The industry is deeply divided over the idea. Much of where a company stands depends on how well-positioned it is weather the current oil bust.
Larger, vertically integrated companies with assets to survive the downturn, the ability to store massive reserves of oil, and guaranteed space to move oil in pipelines generally oppose prorationing.
“They’re probably looking at this downturn as a buying opportunity,” Owen Anderson, a professor of oil and gas law at UT Austin, said. “Because, of course, they have some capital assets to devote to buying up companies and properties – probably for bargain-basement prices.”

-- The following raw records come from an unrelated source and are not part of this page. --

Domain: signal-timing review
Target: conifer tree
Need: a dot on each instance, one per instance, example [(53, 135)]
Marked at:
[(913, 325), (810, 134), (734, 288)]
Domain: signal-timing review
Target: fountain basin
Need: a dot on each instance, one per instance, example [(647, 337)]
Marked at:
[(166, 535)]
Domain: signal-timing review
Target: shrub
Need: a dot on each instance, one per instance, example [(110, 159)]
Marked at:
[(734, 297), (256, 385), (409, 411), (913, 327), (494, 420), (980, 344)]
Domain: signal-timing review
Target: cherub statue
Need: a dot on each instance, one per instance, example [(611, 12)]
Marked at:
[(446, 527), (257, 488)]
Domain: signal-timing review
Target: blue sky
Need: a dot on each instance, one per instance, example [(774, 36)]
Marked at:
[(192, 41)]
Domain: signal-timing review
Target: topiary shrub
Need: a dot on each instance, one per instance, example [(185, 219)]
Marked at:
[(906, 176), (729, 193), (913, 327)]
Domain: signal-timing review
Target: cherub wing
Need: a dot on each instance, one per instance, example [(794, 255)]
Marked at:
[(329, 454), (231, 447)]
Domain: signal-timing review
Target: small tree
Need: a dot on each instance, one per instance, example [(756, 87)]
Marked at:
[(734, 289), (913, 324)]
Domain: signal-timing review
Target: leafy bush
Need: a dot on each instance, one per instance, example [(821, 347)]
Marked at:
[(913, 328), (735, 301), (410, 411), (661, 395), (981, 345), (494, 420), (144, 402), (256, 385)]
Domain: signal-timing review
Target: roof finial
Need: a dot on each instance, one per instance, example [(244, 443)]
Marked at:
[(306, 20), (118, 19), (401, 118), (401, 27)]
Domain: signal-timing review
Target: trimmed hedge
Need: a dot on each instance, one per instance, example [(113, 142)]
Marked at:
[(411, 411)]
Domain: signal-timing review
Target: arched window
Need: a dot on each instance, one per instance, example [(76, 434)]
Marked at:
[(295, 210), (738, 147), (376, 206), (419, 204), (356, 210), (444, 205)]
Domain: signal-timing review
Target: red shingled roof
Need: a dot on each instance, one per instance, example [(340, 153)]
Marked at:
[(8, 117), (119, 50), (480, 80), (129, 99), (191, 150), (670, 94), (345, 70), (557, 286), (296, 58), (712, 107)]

Smaller independent oil producers operating in Texas' shale regions are more likely to support the plan. They are at greatest risk in the downturn and view prorationing as a way for all companies to share the pain of production cuts until the industry picks back up.
“The bigger guys have plenty of market, plenty of pipeline access and plenty of ways to store their oil; independents do not,” Kirk Edwards, head of Latigo Petroleum, told the commission. “If there’s not some way to allow fairness, then you will personally be responsible for the demise of the Texas independent producer this year.”
The debate over prorationing was often framed in terms of free-market principals, with different voices offering wildly different perspectives on the state of the industry.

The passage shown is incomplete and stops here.